First, their mission is just to get a snapshot of how we’re doing. Second, to get the best picture, they get a representative sample of all students: all walks of life, all parts of the country, all GPAs, every ethnic group—the works.
They test every two years at 4th, 8th, and 11th grades, and they’ve been doing it since the sixties. What they forge out of all this is something they call…
The Nation’s Report Card
So I looked up their numbers. For reading (which is the subject people are hollering about the most these days) the scores look like this:
To me, we’re back where we started. Those numbers say, “Holding steady.”

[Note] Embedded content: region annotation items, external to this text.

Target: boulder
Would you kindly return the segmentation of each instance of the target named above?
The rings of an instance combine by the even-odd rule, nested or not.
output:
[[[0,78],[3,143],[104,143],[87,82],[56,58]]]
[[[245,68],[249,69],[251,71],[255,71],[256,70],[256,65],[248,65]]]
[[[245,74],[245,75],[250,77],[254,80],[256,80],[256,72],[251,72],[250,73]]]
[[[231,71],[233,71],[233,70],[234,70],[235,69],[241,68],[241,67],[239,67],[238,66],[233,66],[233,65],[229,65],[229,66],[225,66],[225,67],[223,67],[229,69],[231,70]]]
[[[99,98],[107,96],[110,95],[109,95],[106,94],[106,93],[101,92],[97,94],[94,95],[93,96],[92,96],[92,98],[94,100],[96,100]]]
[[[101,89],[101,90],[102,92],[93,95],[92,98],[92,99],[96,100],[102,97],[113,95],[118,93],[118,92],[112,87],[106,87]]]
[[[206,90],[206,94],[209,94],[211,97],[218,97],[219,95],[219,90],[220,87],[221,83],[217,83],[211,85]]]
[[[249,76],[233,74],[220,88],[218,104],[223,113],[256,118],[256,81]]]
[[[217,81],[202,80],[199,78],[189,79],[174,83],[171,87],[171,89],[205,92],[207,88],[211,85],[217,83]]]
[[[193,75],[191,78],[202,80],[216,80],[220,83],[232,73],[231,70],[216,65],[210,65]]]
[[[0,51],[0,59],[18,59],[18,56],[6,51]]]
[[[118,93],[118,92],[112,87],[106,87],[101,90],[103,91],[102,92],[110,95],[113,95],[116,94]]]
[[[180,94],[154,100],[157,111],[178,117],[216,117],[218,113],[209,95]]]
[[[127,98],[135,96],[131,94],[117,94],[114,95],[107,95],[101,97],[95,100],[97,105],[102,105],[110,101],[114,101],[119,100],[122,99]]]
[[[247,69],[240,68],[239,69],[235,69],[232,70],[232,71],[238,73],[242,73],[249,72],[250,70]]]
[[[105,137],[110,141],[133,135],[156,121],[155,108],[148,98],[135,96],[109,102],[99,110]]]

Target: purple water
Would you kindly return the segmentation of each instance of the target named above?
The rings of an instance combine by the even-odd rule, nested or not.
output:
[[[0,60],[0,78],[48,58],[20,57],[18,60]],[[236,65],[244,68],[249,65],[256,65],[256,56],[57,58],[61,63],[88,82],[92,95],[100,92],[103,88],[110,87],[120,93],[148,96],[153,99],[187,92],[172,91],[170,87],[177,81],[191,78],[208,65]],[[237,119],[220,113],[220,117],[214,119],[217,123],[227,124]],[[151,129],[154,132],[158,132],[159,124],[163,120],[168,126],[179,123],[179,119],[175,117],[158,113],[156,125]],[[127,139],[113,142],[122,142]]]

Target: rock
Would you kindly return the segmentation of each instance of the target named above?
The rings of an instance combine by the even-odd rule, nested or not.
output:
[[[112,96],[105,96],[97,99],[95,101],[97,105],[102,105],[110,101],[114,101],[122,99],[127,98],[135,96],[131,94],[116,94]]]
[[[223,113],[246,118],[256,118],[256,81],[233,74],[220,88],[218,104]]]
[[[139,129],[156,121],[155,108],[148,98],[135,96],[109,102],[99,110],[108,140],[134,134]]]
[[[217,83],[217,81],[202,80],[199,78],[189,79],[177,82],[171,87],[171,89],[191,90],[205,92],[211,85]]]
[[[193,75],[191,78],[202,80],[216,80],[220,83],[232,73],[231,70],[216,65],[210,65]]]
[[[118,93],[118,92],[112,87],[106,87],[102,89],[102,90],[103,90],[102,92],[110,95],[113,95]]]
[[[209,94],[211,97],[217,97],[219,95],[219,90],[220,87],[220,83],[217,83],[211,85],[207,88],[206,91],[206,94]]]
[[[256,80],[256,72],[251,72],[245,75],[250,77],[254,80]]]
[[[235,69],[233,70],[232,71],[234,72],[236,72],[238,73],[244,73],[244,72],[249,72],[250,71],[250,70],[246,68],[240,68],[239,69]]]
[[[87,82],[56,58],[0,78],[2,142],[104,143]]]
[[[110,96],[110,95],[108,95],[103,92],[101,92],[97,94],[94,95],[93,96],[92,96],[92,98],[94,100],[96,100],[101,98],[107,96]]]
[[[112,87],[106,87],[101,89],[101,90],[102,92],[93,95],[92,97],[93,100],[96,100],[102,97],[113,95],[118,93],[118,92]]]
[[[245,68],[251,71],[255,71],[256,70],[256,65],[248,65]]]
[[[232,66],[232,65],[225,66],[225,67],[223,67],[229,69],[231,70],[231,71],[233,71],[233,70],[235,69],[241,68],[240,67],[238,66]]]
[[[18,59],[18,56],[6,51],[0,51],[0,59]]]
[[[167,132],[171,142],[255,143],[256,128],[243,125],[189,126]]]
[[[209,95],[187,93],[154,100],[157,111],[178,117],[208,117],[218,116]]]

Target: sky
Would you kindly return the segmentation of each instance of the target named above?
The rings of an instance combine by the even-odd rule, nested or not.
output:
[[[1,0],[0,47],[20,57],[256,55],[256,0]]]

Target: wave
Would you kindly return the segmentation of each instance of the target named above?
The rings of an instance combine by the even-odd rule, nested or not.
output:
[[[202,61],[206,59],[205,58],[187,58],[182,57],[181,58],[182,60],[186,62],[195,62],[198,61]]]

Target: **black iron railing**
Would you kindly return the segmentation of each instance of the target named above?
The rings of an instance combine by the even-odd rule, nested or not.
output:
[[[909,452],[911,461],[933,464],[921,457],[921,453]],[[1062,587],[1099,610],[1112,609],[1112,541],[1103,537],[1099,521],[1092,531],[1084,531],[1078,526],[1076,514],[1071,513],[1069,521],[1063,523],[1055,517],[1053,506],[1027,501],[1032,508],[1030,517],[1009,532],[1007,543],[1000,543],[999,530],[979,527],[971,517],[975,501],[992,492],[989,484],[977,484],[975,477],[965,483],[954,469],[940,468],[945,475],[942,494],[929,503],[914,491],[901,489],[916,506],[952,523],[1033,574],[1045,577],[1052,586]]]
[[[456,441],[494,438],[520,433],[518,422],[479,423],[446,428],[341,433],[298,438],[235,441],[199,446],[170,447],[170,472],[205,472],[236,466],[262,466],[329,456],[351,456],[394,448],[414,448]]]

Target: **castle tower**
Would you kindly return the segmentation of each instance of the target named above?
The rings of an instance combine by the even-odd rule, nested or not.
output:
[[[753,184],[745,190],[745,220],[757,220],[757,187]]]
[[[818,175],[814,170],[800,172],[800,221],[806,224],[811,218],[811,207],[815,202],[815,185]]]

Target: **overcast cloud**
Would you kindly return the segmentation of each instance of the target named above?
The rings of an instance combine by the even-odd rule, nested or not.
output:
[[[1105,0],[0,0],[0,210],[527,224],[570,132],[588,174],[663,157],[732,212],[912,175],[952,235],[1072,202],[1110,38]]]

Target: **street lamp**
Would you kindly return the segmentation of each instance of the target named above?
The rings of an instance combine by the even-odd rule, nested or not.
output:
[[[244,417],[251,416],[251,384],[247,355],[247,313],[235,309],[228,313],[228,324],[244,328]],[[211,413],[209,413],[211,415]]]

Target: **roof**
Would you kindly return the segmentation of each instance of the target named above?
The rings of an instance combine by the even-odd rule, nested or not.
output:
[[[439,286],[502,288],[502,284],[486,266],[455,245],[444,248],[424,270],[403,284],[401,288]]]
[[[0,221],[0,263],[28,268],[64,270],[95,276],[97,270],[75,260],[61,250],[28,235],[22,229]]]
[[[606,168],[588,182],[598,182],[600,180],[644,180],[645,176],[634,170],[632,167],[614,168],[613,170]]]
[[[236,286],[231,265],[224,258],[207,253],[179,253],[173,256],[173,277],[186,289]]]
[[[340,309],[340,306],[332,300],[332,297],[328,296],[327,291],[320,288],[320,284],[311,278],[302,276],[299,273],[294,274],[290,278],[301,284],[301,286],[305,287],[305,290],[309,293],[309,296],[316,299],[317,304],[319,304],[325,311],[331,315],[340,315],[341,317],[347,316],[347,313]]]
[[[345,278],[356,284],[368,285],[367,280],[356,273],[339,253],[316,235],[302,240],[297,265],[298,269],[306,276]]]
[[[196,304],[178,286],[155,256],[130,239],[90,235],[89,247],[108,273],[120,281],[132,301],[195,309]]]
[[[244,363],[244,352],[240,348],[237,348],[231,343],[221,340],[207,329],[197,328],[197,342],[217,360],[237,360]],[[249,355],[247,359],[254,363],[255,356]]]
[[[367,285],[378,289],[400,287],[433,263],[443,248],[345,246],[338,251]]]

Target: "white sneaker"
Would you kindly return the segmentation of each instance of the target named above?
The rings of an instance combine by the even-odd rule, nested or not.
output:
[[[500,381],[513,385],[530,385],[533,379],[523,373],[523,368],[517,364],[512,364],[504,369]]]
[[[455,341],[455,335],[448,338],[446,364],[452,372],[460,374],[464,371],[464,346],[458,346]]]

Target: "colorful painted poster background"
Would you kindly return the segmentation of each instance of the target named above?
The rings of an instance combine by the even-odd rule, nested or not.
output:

So is that my conclusion? Kids are the same as ever? Actually, no. You could probably rip the lid off those numbers too, and use them to prove that kids are getting dumber. Or smarter. I am, however, prepared to set forth one conclusion without qualms:
I don’t know if kids are getting dumber.
You may not think that’s much of a conclusion. But I beg to differ. Not too many other people are publicly drawing this conclusion. Take a look at this opening sentence from an article in Headway magazine, written by Wayne Williams, a professor at George Mason University:
For decades now, we’ve known about the scandalous, broad-based decline in the academic preparation of our high school students.
Have We Really?
In the face of such certainty, I believe I’m staking a real position when I say, loud and proud: “Beats me.”
In other words, before we mount our steeds, draw our swords, and yell “Charge!” let us be sure we have an enemy. Otherwise, I say, we might thunder off in all directions, swinging at windmills and jousting with cows.
And I’m too old for that. Let the kids do it.